In fact, in most states and territories, it’s now more appropriate to measure the number of days since the state last had a recorded infection, rather than the number of new cases found.

The most concerning coronavirus infections are those acquired in Australia, particularly when the source of infection cannot be found.

The number of those cases has been very low, but there is one sign that they may be starting to pick up again.

NSW went two weeks without recording a locally acquired infection, but since Friday the state has recorded four of them.

The four cases are two staff of Sydney education facilities and two men in their 20s.

One of those is in the Illawarra, a region that hadn’t recorded any cases in more than four weeks.

The broken streak of local infections came almost a fortnight after major restrictions were eased on June 1.

The NSW Government had allowed more diners in cafes and restaurants, and permitted regional travel within the state. 

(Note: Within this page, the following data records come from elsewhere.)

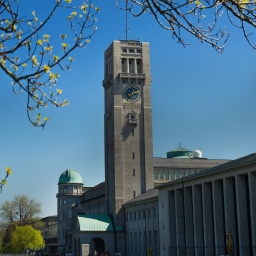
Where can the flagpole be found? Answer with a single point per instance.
(126, 31)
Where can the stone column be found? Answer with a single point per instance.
(135, 66)
(127, 66)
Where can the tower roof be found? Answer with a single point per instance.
(70, 176)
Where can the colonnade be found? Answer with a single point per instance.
(214, 218)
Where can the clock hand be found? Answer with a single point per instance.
(135, 92)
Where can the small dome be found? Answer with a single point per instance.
(198, 154)
(70, 176)
(180, 153)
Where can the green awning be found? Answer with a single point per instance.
(95, 222)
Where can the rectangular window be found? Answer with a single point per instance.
(150, 238)
(154, 213)
(131, 242)
(135, 242)
(171, 172)
(149, 213)
(155, 243)
(139, 215)
(166, 174)
(139, 243)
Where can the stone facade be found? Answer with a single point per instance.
(128, 124)
(210, 213)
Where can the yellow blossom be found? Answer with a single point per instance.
(49, 48)
(34, 60)
(47, 68)
(55, 58)
(8, 170)
(3, 60)
(46, 36)
(63, 36)
(40, 42)
(59, 91)
(83, 8)
(64, 46)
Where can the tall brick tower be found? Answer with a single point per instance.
(128, 124)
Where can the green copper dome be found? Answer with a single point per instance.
(70, 176)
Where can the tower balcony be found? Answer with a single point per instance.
(133, 75)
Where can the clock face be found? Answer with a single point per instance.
(132, 93)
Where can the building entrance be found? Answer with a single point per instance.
(98, 246)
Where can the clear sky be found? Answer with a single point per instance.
(200, 98)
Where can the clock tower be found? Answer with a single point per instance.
(128, 124)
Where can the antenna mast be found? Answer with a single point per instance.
(126, 19)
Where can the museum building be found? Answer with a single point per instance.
(121, 215)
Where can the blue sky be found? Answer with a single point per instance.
(200, 98)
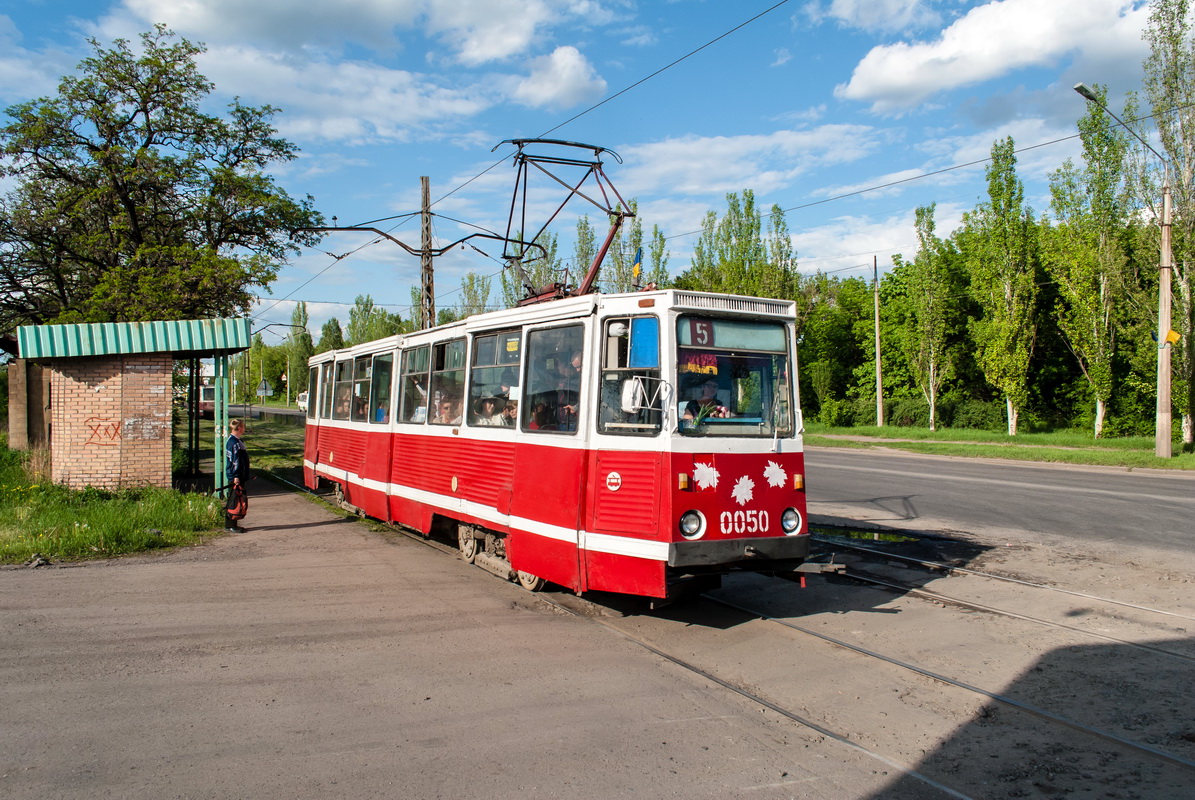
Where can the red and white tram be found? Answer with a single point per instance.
(643, 443)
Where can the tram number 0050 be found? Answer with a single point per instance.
(745, 521)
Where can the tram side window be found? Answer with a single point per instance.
(552, 391)
(448, 382)
(361, 377)
(379, 392)
(312, 391)
(325, 371)
(343, 390)
(494, 379)
(631, 389)
(414, 394)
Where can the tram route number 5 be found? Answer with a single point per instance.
(700, 333)
(745, 521)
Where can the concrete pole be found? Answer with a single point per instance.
(1162, 439)
(429, 293)
(880, 379)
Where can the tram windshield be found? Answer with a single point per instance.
(733, 378)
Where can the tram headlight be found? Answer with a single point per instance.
(790, 520)
(692, 525)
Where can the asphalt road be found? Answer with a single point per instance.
(1148, 508)
(310, 658)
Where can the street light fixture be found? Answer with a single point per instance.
(1162, 434)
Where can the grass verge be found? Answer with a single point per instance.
(1061, 447)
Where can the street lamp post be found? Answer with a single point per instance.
(1162, 434)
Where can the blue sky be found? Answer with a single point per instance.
(814, 99)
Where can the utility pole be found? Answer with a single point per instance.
(1162, 432)
(429, 293)
(880, 378)
(1162, 447)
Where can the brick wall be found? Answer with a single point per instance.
(111, 421)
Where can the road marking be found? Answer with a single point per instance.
(1015, 484)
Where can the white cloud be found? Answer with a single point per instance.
(283, 22)
(26, 73)
(559, 80)
(349, 101)
(473, 31)
(991, 41)
(697, 165)
(875, 14)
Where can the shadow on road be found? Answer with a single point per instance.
(1119, 690)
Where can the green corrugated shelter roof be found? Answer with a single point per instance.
(183, 337)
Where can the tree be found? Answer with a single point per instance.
(331, 337)
(368, 322)
(999, 246)
(657, 258)
(1170, 89)
(927, 285)
(299, 348)
(132, 203)
(475, 294)
(1083, 252)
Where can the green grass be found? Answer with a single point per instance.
(1064, 446)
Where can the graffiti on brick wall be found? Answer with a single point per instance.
(103, 432)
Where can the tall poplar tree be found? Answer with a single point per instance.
(929, 299)
(999, 243)
(1083, 251)
(1170, 90)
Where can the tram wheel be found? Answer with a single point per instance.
(531, 582)
(467, 543)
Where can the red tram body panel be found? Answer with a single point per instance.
(643, 444)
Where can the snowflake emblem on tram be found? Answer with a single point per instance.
(742, 490)
(705, 475)
(774, 475)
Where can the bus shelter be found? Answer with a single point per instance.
(111, 395)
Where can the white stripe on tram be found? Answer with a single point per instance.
(617, 545)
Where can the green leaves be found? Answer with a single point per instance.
(134, 203)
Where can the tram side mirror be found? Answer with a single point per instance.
(633, 397)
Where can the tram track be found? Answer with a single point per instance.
(1028, 708)
(693, 669)
(947, 568)
(771, 697)
(906, 587)
(593, 614)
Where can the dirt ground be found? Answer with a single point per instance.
(313, 657)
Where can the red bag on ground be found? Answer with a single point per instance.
(237, 505)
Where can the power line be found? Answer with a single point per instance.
(623, 91)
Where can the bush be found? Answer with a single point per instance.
(837, 414)
(980, 415)
(908, 413)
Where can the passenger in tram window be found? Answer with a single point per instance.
(539, 417)
(449, 411)
(509, 380)
(568, 394)
(708, 404)
(342, 403)
(486, 411)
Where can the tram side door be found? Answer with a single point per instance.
(551, 457)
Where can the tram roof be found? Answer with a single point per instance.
(581, 306)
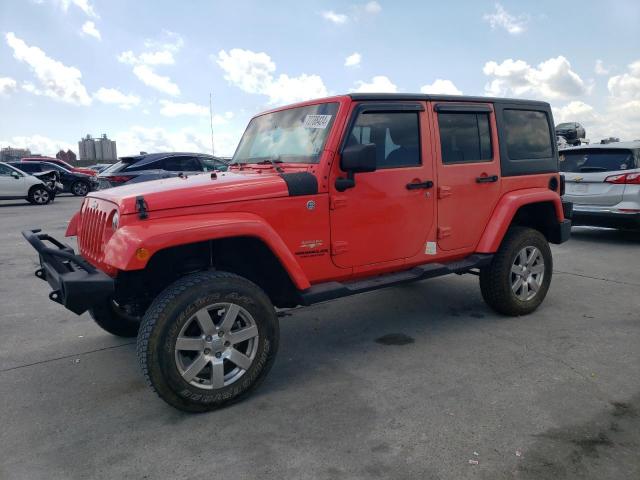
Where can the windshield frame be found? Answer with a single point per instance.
(292, 158)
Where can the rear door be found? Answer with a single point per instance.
(586, 171)
(468, 165)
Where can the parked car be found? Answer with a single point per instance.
(572, 132)
(61, 163)
(153, 166)
(323, 199)
(99, 167)
(603, 182)
(15, 185)
(77, 183)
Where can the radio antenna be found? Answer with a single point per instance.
(213, 152)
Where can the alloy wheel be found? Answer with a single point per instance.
(216, 346)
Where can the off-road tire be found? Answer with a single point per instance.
(77, 190)
(495, 279)
(176, 306)
(109, 319)
(37, 193)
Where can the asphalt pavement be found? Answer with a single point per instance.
(421, 381)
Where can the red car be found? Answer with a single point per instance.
(61, 163)
(323, 199)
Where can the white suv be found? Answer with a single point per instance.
(15, 184)
(603, 182)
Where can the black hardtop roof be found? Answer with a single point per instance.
(443, 98)
(605, 146)
(157, 156)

Could the lifting of rules be allowing the virus to spread again?

“Every time we lift controls there is the possibility that there will be more transmission in the community, that’s why they’re lifting the restrictions quite slowly and methodically,”  Gibney said.

“There’s nothing that’s happened that would necessarily cause the people who are making these decisions to panic or change course.”

New Zealand has declared victory in eliminating local transmissions, but that no longer appears to be an option in Australia, according to Gibney.

“If we wanted elimination, we would have had to keep the very strict lockdown measures in place for several weeks longer,” she said.

“Instead we’ve opted for a balance between accepting very low case numbers, but some ongoing cases, with the payoff that kids are back at school and businesses are reopening.”

Victoria still has by far the most local transmission of the virus in Australia.

The biggest cluster began with a doctor, who picked up the virus from a patient but remained asymptomatic.

The doctor unwittingly passed it on to 11 members of their extended family.

But the higher numbers in Victoria are not necessarily a bad thing.

“Victoria has got really very high testing [rates] … that’s part of the reason why we are detecting more cases,” Gibney said.

“They’ve also been quite aggressive in terms of following up anyone who’s got links to clusters.

“It’s better to know about all of these cases than it is to have a less targeted follow-up and have cases that you don’t know about.”